FEATURES SPATIAL MODELS IN ASSESSING PEDESTRIAN NETWORK
M. Jabbari, F. P. Fonseca, R. A. R. Ramos
ABSTRACT
Nowadays, urban space potential is the existed capacity, can have more efficacies to build
a sustainable urban mobility, especially walkability. Identification of the characteristics of
such spaces is an environmental challenge for the 21st century and requires new analytical
approaches and sources of data and information. Several attempts have been done to
develop Models for pedestrian network assessment, in practical urban planning. This paper
draws upon recent literature, by 3WH1 analysis based on three key questions. The
questions address the most important correlations between purposes and components of the
models introduced up to now. In essence, to answer the questions of “Where is the location
of pedestrian network?”, “What are the parameters in the pedestrian network?” and “how
to analysis such parameters?”, is the main focus of this review. In all these studies,
Geospatial Information Systems is used as an important tool for modeling, having the
advantage of a better understanding for multi-scale data.
1. INTRODUCTION
Walking is considered as one of the oldest and most important non-motorized mode of
transportation, because every journey starts and ends by walking. Pedestrian Network is
seen as one of the most important concepts for sustainable urban development and
sustainable mobility (Forsyth et al., 2009). The personal, social, economic and
environmental benefits of walking are well-documented: walking reduces traffic
congestion and pollution; it is beneficial to individuals’ health and well-being; it provides
health-economic benefits; it has impact on real estate prices and enhances the sociability
and vitality of urban spaces (Bahrainy & Khosravi, 2013; Kim, Park, & Lee, 2014). For
these reasons, Pedestrian Network has been placed at the center of a number of policies
and has been the main issue for urban designers and planners over the last decades.

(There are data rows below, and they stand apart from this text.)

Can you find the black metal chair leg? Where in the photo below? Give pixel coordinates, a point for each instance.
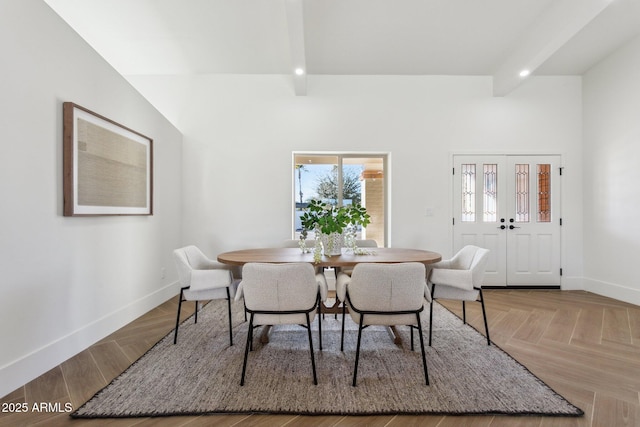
(411, 331)
(433, 288)
(313, 359)
(246, 349)
(424, 356)
(230, 322)
(355, 369)
(320, 321)
(342, 335)
(175, 336)
(464, 313)
(484, 315)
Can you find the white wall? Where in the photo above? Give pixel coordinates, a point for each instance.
(612, 175)
(239, 132)
(67, 282)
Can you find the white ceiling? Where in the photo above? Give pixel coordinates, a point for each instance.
(365, 37)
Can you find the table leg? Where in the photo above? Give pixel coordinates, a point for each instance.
(395, 336)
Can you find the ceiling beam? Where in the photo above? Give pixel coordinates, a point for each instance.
(295, 25)
(554, 28)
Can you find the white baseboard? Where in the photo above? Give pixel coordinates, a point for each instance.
(572, 283)
(612, 290)
(31, 366)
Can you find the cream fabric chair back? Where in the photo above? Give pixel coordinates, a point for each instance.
(279, 287)
(387, 287)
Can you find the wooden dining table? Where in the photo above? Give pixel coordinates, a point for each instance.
(347, 259)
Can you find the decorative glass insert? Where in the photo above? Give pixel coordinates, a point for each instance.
(468, 192)
(522, 193)
(490, 193)
(544, 193)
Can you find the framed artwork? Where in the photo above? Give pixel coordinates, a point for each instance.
(108, 168)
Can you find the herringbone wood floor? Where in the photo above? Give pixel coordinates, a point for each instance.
(585, 346)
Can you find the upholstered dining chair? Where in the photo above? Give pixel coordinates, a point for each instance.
(202, 279)
(276, 294)
(364, 243)
(459, 278)
(384, 294)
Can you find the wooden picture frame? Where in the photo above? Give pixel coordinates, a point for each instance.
(107, 167)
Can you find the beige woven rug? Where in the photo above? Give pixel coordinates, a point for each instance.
(201, 374)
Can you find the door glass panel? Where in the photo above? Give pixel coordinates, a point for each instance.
(544, 193)
(468, 174)
(490, 193)
(522, 193)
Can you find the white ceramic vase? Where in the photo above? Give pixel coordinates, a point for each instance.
(332, 243)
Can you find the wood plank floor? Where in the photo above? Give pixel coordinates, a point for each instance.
(584, 346)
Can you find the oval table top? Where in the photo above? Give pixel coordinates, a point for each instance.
(346, 259)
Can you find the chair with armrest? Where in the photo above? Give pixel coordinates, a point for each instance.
(202, 279)
(384, 294)
(276, 294)
(460, 278)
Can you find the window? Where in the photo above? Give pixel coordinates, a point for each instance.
(342, 179)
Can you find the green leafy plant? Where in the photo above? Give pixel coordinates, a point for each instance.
(328, 219)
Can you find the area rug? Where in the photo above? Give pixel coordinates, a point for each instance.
(201, 374)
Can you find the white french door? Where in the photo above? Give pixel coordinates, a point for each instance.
(511, 206)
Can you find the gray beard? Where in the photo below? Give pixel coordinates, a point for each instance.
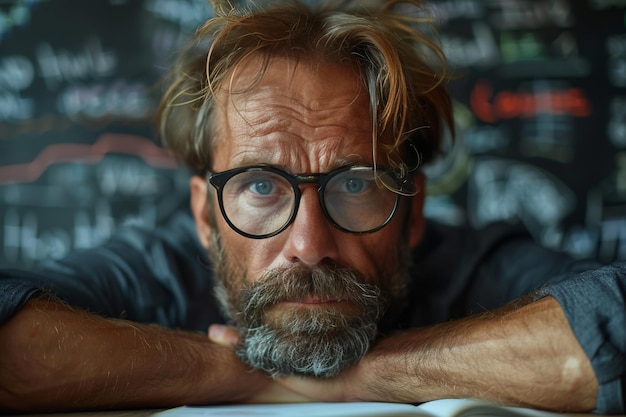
(316, 341)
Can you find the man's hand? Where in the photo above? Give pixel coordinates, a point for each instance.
(520, 355)
(53, 357)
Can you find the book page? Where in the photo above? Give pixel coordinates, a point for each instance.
(360, 409)
(472, 407)
(438, 408)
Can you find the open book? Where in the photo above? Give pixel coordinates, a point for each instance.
(438, 408)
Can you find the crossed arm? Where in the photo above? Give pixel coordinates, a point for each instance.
(53, 357)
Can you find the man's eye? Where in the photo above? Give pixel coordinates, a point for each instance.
(355, 185)
(262, 187)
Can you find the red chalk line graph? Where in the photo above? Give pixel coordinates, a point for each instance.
(109, 143)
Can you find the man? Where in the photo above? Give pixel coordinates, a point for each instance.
(306, 130)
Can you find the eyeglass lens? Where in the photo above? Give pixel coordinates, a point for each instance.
(260, 202)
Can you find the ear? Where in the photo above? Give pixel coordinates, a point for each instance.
(200, 210)
(416, 215)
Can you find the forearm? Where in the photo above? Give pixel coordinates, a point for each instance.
(53, 357)
(522, 356)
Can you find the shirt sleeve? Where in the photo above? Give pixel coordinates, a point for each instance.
(502, 263)
(145, 275)
(594, 303)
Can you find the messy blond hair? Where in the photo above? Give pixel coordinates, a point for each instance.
(401, 67)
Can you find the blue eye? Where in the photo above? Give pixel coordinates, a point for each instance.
(264, 187)
(354, 185)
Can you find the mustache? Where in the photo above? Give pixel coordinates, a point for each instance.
(325, 283)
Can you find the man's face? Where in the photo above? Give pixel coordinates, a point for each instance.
(308, 299)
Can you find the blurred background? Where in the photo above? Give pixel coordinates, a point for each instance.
(540, 104)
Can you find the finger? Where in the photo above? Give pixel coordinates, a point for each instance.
(223, 335)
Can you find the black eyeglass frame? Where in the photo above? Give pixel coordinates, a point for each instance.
(218, 181)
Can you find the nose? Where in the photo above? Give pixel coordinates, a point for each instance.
(311, 238)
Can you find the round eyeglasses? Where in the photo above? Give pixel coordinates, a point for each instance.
(261, 201)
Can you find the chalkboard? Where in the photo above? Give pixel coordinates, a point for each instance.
(540, 103)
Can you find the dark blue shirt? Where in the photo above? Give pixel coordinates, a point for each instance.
(162, 276)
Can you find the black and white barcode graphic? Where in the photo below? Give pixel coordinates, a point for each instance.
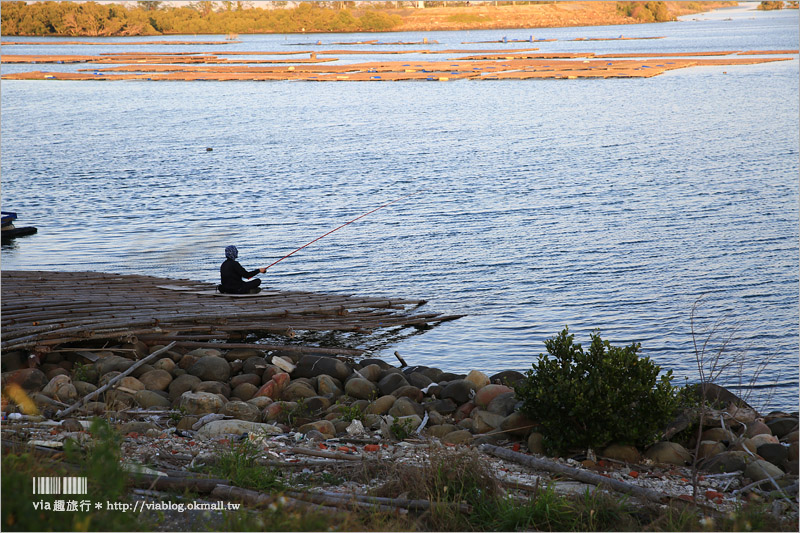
(59, 485)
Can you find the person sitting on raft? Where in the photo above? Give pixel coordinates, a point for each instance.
(232, 273)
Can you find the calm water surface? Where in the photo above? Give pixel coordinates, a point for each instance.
(616, 205)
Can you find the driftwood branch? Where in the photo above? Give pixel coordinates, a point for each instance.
(64, 412)
(327, 455)
(334, 498)
(191, 483)
(575, 473)
(261, 499)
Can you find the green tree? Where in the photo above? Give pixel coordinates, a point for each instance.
(591, 399)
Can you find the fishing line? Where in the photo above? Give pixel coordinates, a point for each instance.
(345, 224)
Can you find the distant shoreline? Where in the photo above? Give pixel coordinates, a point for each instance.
(73, 20)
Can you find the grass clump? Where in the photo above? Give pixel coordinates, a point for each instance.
(589, 399)
(239, 464)
(106, 482)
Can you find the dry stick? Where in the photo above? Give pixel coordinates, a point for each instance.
(411, 505)
(252, 497)
(327, 455)
(580, 475)
(355, 501)
(63, 413)
(284, 348)
(195, 484)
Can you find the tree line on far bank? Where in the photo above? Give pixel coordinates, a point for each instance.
(155, 18)
(149, 18)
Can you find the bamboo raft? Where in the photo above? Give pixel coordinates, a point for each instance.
(483, 65)
(47, 311)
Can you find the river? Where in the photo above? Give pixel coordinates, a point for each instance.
(619, 205)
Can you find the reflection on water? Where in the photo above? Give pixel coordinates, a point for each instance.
(610, 204)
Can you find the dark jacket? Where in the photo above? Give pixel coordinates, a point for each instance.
(231, 273)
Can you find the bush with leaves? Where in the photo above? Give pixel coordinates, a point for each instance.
(591, 399)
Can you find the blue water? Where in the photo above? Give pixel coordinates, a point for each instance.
(617, 205)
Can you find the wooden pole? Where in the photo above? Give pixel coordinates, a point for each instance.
(574, 473)
(64, 412)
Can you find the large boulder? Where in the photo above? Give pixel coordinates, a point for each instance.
(622, 452)
(444, 407)
(361, 388)
(156, 379)
(214, 387)
(782, 426)
(418, 379)
(776, 454)
(669, 453)
(460, 436)
(242, 354)
(730, 461)
(148, 399)
(760, 470)
(113, 363)
(30, 379)
(327, 385)
(478, 378)
(211, 368)
(391, 382)
(244, 392)
(381, 405)
(311, 366)
(325, 427)
(297, 390)
(459, 390)
(182, 384)
(486, 394)
(370, 372)
(508, 377)
(405, 406)
(242, 411)
(200, 403)
(253, 379)
(255, 365)
(484, 421)
(237, 427)
(409, 391)
(516, 423)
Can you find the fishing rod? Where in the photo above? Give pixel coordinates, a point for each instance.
(343, 225)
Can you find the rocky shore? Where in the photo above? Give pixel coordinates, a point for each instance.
(181, 408)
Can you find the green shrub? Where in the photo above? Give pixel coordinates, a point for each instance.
(591, 399)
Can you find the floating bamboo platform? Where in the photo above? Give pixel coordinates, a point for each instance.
(112, 43)
(475, 65)
(47, 311)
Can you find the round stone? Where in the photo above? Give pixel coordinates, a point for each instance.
(242, 411)
(200, 403)
(244, 391)
(459, 390)
(158, 379)
(361, 388)
(211, 368)
(669, 453)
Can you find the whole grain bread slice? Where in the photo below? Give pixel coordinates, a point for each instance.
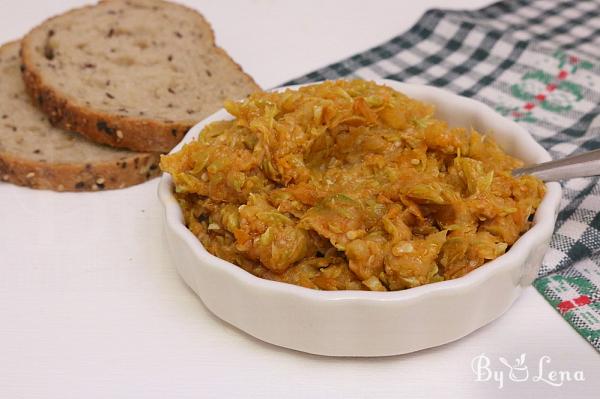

The walkway facilitates pedestrian linkages to public transit, accommodating more than
200,000 business-day commuters as well as tourists and residents. However, research on
the application of Walk Score has been conducted in only five countries, with over ninety
percent being Canadian and United States based (Duncan et al., 2016; Hall & Ram, 2018).
Pedestrian network proposes a reflection on the theoretical and practical implications of the
issue, drawing on a number of research projects on the subject carried out by the authors
over more than a decade. According to finding researches in the Scopus and Web of
Science, 14 papers noticed to the pedestrian network directly that they worked in three
fields (43% mathematics, 14% imaging, and 43 % planning). They followed three different
goals including presenting an algorithm for automatically identifying geometries of
pedestrian path segments, tracking pedestrian by high qualification image and identifying
the capacity of urban space to walk. However, we consider those literature related to the
field of pedestrian network planning.
The implementation of pedestrian network was initiated in1797, when French army
occupied Venice, tried to build a proper structure for Venice to link the island clumps by
waterways. They worked to transform the amphibious city into a homogeneous pedestrian
network, through filing canals, building bridges, and creating pathways. Vivo (2016)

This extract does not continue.